In describing Gainesville's pace of life, its relative affordability and its cultural offerings, my friend EB used the term “velvet rut,” which I hadn’t heard before, and which lends itself to a hacky joke about adult film names.
“The velvet rut” is in fact a slight pejorative, applied to various college towns and mid-sized cities with just enough going on socially to keep an ambitious creative person rooted in place. The thinking goes, you’re (probably) never going to achieve major national artistic success while living in Charlottesville or Ithaca or Eugene or Gainesville, but the rent is cheap, the vibe is progressive, and there’s always a cool band playing downtown.

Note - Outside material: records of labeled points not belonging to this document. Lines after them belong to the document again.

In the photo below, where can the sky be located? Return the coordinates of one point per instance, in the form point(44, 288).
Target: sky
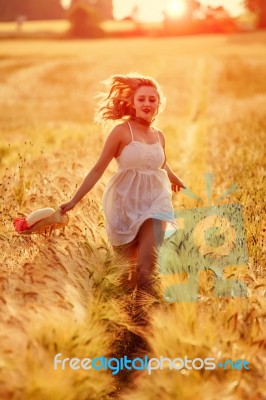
point(152, 10)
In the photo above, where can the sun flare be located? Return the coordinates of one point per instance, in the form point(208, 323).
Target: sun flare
point(176, 8)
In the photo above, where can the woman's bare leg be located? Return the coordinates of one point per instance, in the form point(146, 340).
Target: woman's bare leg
point(150, 238)
point(130, 252)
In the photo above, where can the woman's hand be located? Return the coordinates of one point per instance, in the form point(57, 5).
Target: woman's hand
point(67, 207)
point(177, 185)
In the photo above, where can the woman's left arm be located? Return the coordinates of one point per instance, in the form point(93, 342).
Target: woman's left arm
point(177, 183)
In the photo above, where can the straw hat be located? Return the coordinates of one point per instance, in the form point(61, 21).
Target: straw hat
point(44, 220)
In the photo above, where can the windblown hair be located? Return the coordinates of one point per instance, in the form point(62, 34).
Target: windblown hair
point(117, 102)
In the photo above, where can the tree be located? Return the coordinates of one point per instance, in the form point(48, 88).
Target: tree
point(31, 9)
point(259, 8)
point(85, 19)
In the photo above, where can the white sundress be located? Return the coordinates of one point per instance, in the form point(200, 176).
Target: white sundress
point(139, 190)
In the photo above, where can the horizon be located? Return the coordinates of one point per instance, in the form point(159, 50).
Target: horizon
point(122, 9)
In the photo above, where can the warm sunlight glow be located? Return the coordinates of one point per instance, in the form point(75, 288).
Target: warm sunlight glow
point(176, 8)
point(154, 10)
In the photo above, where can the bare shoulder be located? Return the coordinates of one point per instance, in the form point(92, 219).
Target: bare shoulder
point(117, 131)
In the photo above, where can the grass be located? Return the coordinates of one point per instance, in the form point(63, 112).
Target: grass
point(62, 295)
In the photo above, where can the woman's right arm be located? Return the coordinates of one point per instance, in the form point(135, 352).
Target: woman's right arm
point(108, 152)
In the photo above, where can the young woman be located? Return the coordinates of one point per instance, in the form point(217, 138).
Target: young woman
point(137, 201)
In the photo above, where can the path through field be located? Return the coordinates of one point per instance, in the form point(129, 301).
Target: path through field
point(61, 294)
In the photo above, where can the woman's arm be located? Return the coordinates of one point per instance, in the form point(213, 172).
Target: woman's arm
point(177, 183)
point(108, 152)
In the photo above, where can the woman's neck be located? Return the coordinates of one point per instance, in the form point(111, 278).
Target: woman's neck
point(141, 121)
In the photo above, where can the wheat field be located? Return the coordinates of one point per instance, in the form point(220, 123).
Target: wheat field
point(61, 294)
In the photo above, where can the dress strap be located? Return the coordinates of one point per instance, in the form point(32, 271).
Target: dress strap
point(130, 131)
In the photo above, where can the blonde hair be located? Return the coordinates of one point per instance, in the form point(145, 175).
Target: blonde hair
point(116, 103)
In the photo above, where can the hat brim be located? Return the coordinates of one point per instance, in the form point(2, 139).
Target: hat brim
point(48, 224)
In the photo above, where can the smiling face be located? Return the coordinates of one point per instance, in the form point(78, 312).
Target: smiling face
point(146, 102)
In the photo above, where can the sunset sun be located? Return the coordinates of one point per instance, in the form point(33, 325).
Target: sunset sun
point(176, 8)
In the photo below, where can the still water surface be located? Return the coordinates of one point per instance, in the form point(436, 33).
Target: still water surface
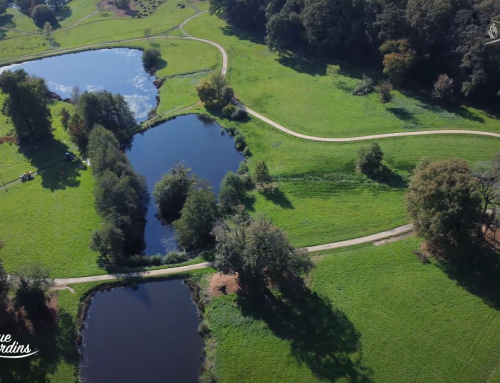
point(145, 335)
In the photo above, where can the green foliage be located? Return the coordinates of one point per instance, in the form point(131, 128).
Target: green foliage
point(171, 191)
point(262, 178)
point(228, 110)
point(370, 160)
point(384, 90)
point(175, 257)
point(151, 58)
point(26, 105)
point(364, 87)
point(444, 204)
point(120, 197)
point(42, 14)
point(257, 250)
point(232, 191)
point(193, 228)
point(444, 89)
point(214, 92)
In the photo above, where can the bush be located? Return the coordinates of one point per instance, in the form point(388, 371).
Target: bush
point(42, 14)
point(239, 141)
point(175, 257)
point(156, 260)
point(239, 114)
point(228, 110)
point(364, 87)
point(443, 89)
point(384, 91)
point(370, 159)
point(151, 58)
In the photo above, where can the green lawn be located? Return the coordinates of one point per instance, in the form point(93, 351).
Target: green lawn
point(302, 98)
point(375, 313)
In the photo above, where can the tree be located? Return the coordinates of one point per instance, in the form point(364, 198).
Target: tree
point(198, 216)
point(262, 178)
point(170, 193)
point(108, 241)
point(26, 105)
point(42, 14)
point(384, 89)
point(257, 250)
point(214, 92)
point(370, 160)
point(231, 193)
point(333, 70)
point(151, 58)
point(444, 89)
point(444, 204)
point(398, 58)
point(65, 117)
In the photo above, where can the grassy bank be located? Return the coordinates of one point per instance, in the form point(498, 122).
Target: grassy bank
point(374, 314)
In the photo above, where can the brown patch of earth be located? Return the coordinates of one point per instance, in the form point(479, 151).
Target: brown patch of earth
point(222, 284)
point(110, 5)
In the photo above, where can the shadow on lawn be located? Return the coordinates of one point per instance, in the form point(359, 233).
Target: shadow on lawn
point(52, 335)
point(320, 335)
point(479, 276)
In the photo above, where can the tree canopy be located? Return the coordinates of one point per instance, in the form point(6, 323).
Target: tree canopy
point(26, 105)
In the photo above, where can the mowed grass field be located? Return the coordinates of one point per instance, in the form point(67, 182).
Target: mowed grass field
point(303, 98)
point(374, 314)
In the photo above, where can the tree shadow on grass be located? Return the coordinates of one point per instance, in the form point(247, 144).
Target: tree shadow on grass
point(320, 335)
point(479, 275)
point(54, 338)
point(277, 197)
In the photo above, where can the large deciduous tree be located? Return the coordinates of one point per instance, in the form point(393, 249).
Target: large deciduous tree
point(26, 105)
point(257, 251)
point(444, 204)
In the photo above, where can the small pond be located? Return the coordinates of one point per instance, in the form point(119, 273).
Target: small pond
point(148, 334)
point(117, 70)
point(199, 144)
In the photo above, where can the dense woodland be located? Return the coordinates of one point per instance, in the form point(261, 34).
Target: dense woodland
point(414, 40)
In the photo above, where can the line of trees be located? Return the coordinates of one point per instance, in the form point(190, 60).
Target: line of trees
point(98, 108)
point(120, 198)
point(413, 39)
point(26, 105)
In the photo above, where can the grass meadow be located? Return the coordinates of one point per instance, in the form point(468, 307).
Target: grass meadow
point(371, 314)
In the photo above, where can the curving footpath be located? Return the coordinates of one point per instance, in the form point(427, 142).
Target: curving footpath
point(174, 270)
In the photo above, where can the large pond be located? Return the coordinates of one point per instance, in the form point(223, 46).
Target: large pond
point(149, 334)
point(199, 145)
point(117, 70)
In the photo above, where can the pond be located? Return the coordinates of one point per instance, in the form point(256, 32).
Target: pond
point(117, 70)
point(148, 334)
point(200, 145)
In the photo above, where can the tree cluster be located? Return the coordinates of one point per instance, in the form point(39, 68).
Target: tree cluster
point(413, 39)
point(26, 105)
point(98, 108)
point(256, 250)
point(120, 198)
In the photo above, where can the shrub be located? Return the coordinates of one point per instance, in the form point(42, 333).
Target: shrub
point(42, 14)
point(151, 58)
point(239, 114)
point(384, 91)
point(364, 87)
point(240, 142)
point(443, 89)
point(156, 260)
point(175, 257)
point(228, 110)
point(370, 159)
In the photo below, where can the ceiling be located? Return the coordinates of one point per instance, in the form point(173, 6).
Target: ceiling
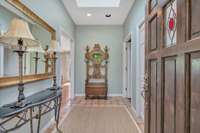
point(92, 12)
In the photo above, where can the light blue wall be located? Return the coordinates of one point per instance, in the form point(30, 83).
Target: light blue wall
point(112, 36)
point(53, 12)
point(134, 19)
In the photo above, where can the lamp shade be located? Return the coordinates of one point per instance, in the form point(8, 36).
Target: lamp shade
point(54, 47)
point(18, 29)
point(38, 49)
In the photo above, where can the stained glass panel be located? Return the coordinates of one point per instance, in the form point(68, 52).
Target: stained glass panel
point(153, 3)
point(170, 23)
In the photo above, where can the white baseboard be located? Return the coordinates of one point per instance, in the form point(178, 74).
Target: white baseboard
point(134, 121)
point(80, 95)
point(110, 95)
point(115, 95)
point(52, 121)
point(44, 129)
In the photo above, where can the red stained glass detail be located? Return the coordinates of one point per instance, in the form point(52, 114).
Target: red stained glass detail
point(171, 23)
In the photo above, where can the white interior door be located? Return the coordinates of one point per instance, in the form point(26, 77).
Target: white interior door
point(129, 89)
point(141, 66)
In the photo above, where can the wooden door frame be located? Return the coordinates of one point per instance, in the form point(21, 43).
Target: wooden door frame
point(182, 51)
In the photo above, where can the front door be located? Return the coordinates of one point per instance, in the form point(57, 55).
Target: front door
point(172, 66)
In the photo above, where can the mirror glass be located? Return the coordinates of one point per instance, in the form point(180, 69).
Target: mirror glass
point(33, 62)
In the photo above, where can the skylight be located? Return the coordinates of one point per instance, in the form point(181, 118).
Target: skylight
point(98, 3)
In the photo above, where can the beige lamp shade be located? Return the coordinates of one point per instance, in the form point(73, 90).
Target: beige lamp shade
point(54, 47)
point(38, 49)
point(18, 29)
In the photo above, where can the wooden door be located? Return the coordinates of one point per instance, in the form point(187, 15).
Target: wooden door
point(172, 66)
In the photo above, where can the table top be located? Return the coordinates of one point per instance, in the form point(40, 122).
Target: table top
point(31, 101)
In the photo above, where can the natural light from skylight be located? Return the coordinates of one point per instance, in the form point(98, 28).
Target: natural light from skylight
point(98, 3)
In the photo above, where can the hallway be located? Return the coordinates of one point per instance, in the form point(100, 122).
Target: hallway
point(96, 116)
point(99, 66)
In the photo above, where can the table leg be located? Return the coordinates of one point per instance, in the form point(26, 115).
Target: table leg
point(39, 119)
point(31, 120)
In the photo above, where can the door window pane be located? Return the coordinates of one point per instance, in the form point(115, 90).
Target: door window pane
point(170, 23)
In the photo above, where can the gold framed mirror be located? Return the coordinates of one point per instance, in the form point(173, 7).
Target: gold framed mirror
point(38, 26)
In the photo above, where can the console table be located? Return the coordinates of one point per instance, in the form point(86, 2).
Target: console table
point(38, 104)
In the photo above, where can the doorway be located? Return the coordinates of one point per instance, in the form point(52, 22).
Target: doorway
point(66, 69)
point(172, 63)
point(140, 68)
point(127, 90)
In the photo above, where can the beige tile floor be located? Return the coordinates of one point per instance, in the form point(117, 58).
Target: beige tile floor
point(110, 102)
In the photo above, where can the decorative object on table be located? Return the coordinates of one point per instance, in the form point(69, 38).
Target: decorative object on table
point(37, 50)
point(41, 103)
point(18, 37)
point(96, 84)
point(53, 50)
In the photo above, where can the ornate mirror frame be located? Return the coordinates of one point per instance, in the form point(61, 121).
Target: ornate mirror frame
point(11, 81)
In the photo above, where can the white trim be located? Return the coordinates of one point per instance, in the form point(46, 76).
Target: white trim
point(52, 121)
point(115, 95)
point(138, 79)
point(72, 67)
point(134, 121)
point(110, 95)
point(129, 86)
point(65, 116)
point(1, 61)
point(80, 95)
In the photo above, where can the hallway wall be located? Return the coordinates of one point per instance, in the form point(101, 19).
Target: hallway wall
point(59, 19)
point(112, 36)
point(134, 19)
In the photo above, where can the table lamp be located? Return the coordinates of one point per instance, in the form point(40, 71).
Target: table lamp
point(37, 50)
point(53, 50)
point(18, 37)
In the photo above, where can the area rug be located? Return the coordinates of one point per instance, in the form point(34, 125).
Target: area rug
point(101, 119)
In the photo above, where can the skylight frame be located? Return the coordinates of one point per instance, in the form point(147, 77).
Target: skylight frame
point(98, 3)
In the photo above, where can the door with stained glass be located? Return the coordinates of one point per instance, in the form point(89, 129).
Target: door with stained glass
point(172, 66)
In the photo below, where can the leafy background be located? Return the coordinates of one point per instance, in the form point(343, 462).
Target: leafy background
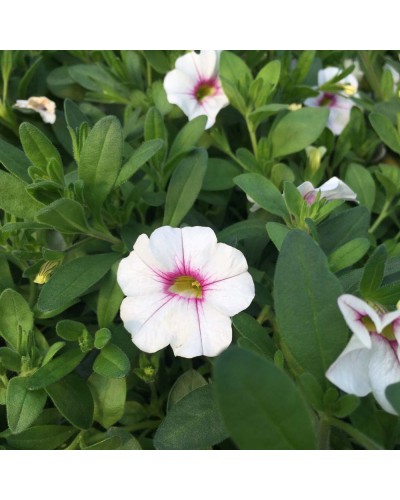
point(121, 161)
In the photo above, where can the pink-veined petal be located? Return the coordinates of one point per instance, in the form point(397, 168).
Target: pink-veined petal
point(231, 295)
point(145, 317)
point(215, 329)
point(350, 371)
point(353, 310)
point(384, 370)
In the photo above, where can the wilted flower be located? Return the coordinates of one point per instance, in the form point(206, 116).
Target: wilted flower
point(371, 360)
point(195, 86)
point(339, 105)
point(42, 105)
point(182, 287)
point(333, 189)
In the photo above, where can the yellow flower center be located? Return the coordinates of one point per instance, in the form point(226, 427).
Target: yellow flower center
point(187, 286)
point(204, 90)
point(387, 331)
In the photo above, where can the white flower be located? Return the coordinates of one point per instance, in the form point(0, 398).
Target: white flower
point(339, 105)
point(333, 189)
point(195, 86)
point(182, 287)
point(42, 105)
point(371, 360)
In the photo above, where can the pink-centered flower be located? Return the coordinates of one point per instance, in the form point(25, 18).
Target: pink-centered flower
point(339, 105)
point(195, 87)
point(181, 288)
point(371, 360)
point(332, 189)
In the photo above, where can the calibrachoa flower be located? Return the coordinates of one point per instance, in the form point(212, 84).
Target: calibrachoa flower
point(195, 86)
point(42, 105)
point(182, 287)
point(339, 105)
point(371, 360)
point(333, 189)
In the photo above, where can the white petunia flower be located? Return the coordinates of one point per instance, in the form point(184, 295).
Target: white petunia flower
point(339, 105)
point(42, 105)
point(181, 289)
point(195, 87)
point(371, 360)
point(332, 189)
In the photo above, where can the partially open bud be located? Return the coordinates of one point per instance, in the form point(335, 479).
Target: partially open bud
point(314, 156)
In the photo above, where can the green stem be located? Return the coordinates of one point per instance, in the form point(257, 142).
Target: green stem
point(358, 436)
point(385, 212)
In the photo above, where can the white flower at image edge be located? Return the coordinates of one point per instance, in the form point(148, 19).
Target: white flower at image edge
point(42, 105)
point(332, 189)
point(195, 87)
point(181, 289)
point(339, 105)
point(371, 360)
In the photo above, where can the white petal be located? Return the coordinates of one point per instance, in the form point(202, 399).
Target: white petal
point(335, 189)
point(226, 262)
point(232, 295)
point(166, 246)
point(353, 310)
point(198, 244)
point(325, 75)
point(350, 371)
point(384, 370)
point(338, 118)
point(145, 317)
point(136, 278)
point(215, 329)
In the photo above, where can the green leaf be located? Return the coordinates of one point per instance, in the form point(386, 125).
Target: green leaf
point(392, 392)
point(41, 437)
point(263, 192)
point(253, 332)
point(374, 271)
point(70, 330)
point(343, 227)
point(219, 175)
point(23, 406)
point(15, 199)
point(187, 137)
point(73, 399)
point(143, 154)
point(277, 232)
point(109, 298)
point(65, 215)
point(109, 396)
point(260, 404)
point(15, 316)
point(38, 147)
point(100, 160)
point(252, 228)
point(297, 130)
point(56, 369)
point(386, 131)
point(112, 362)
point(193, 423)
point(361, 182)
point(15, 161)
point(186, 383)
point(184, 186)
point(73, 279)
point(348, 254)
point(306, 292)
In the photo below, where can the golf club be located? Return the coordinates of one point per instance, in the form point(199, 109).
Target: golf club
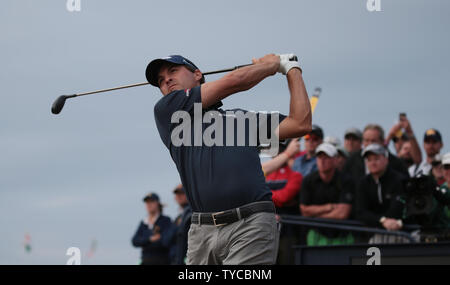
point(61, 100)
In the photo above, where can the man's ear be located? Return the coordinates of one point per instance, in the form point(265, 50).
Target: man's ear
point(198, 75)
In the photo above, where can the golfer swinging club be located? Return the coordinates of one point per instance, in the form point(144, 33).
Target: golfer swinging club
point(233, 220)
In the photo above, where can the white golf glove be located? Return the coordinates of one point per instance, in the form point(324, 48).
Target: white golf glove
point(286, 64)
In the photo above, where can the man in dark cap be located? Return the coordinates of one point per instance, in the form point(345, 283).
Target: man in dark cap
point(151, 232)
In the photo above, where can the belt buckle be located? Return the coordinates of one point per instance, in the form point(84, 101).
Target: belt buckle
point(214, 218)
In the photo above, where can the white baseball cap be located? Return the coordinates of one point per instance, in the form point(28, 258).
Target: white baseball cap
point(376, 149)
point(332, 140)
point(327, 148)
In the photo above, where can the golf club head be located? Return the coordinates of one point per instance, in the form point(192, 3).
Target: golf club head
point(59, 104)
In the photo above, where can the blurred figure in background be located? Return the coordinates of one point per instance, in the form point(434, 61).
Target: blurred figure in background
point(285, 185)
point(178, 238)
point(151, 231)
point(306, 163)
point(405, 143)
point(445, 187)
point(342, 155)
point(353, 140)
point(356, 166)
point(327, 193)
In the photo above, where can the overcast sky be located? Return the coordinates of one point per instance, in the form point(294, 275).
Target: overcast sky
point(81, 175)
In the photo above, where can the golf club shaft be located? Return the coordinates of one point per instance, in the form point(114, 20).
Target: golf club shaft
point(146, 83)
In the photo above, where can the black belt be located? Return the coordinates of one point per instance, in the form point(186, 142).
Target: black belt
point(230, 216)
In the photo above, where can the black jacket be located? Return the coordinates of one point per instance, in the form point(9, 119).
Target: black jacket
point(373, 202)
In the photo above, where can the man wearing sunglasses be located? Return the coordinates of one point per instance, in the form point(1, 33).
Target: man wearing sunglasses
point(306, 163)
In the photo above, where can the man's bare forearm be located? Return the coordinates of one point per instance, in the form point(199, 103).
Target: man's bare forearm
point(416, 153)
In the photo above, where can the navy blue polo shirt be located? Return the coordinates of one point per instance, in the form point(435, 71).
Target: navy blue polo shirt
point(216, 178)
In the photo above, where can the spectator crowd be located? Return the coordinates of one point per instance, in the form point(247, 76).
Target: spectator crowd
point(358, 180)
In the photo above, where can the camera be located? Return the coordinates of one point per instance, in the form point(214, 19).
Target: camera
point(420, 196)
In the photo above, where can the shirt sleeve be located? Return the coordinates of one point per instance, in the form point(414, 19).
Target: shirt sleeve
point(305, 193)
point(265, 122)
point(180, 100)
point(289, 191)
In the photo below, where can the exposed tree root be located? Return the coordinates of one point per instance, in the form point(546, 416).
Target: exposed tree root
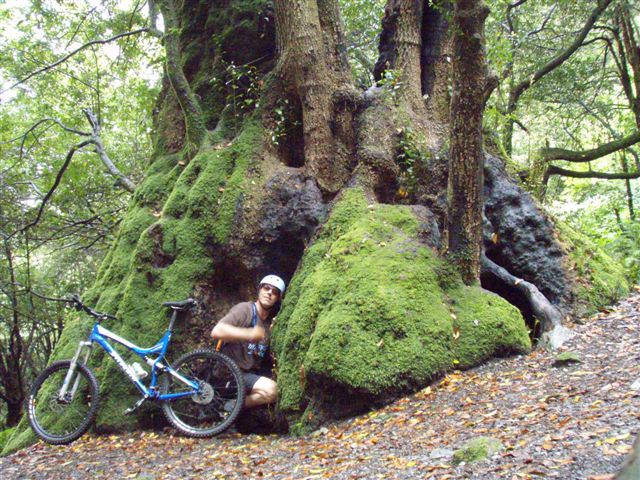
point(554, 334)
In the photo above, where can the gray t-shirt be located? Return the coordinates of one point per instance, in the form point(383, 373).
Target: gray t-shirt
point(241, 315)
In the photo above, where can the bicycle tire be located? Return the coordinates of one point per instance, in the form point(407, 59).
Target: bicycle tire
point(56, 421)
point(203, 417)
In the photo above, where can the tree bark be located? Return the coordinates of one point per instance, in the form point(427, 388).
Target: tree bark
point(304, 67)
point(191, 109)
point(466, 157)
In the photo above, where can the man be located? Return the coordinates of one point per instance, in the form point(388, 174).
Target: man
point(245, 330)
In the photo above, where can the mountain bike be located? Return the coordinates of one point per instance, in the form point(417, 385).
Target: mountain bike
point(201, 393)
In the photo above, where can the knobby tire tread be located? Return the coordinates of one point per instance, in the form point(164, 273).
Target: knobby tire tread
point(209, 432)
point(91, 415)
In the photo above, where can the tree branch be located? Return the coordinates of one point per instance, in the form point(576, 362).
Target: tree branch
point(97, 141)
point(555, 170)
point(558, 60)
point(191, 109)
point(51, 191)
point(549, 154)
point(71, 54)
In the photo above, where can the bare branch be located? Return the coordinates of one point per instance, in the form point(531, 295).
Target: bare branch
point(555, 170)
point(558, 60)
point(51, 191)
point(97, 141)
point(549, 154)
point(153, 20)
point(71, 54)
point(544, 22)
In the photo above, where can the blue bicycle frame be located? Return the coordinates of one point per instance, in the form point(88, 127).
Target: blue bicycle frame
point(100, 334)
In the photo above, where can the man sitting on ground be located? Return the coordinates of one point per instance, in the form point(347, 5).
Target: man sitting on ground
point(245, 330)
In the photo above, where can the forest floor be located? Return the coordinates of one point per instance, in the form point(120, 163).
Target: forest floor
point(576, 421)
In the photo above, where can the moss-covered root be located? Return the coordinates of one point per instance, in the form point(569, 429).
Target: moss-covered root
point(371, 314)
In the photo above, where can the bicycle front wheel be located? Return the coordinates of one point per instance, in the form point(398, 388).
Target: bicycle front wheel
point(60, 419)
point(219, 400)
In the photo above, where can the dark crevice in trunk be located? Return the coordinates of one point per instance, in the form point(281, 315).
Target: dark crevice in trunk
point(514, 297)
point(434, 31)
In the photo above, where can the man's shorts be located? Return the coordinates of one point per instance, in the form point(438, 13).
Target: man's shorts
point(250, 379)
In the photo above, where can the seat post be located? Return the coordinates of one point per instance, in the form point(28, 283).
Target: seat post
point(174, 315)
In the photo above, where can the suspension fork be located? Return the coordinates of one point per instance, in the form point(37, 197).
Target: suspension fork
point(72, 370)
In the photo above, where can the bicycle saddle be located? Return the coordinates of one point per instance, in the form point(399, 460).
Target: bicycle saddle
point(182, 305)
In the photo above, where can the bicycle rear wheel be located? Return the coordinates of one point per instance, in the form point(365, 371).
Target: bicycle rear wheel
point(220, 399)
point(60, 420)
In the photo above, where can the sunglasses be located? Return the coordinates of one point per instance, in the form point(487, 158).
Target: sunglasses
point(270, 289)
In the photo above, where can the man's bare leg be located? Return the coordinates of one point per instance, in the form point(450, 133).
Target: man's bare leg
point(264, 391)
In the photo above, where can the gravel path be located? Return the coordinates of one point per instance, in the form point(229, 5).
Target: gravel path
point(570, 422)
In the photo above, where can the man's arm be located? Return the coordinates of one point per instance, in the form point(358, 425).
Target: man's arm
point(229, 333)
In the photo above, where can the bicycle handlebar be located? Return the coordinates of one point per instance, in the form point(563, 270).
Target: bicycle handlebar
point(78, 305)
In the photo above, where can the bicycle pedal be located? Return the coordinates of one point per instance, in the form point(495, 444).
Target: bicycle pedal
point(130, 410)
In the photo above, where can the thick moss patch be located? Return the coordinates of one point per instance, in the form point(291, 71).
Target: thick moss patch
point(601, 280)
point(164, 248)
point(477, 449)
point(368, 313)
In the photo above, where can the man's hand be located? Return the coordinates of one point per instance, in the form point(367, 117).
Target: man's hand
point(229, 333)
point(258, 333)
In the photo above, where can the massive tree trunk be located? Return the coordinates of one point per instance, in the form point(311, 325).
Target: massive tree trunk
point(342, 193)
point(466, 156)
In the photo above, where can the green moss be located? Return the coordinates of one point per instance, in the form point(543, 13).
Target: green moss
point(366, 312)
point(485, 325)
point(4, 436)
point(477, 449)
point(601, 280)
point(160, 255)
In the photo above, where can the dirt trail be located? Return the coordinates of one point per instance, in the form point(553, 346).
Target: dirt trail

Why leave?
Coming off my unsustainable no-strings summer, I worried that a committed, monogamous relationship might itself become a velvet rut that eventually turns to miserable burlap. Several years prior, I’d filled the rut of my dead marriage with gasoline and set it on fire.
I’m now four years into my relationship with this man, no longer looking at Gainesville from the perspective of a tourist. Most of the time I’m with him, I’m at his dining room table or on his big sofa with his dog, working on my writing projects while he works on his, leaving for the occasional walk or to pick up provisions for dinner cooked at home in his well-stocked kitchen, which is roughly the size of my entire New York apartment. There are plenty of regional attractions still on the list – the state park beach in St. Augustine, the mermaid show at Weeki Wachee Springs - and if this is a velvet rut, I’m settling in.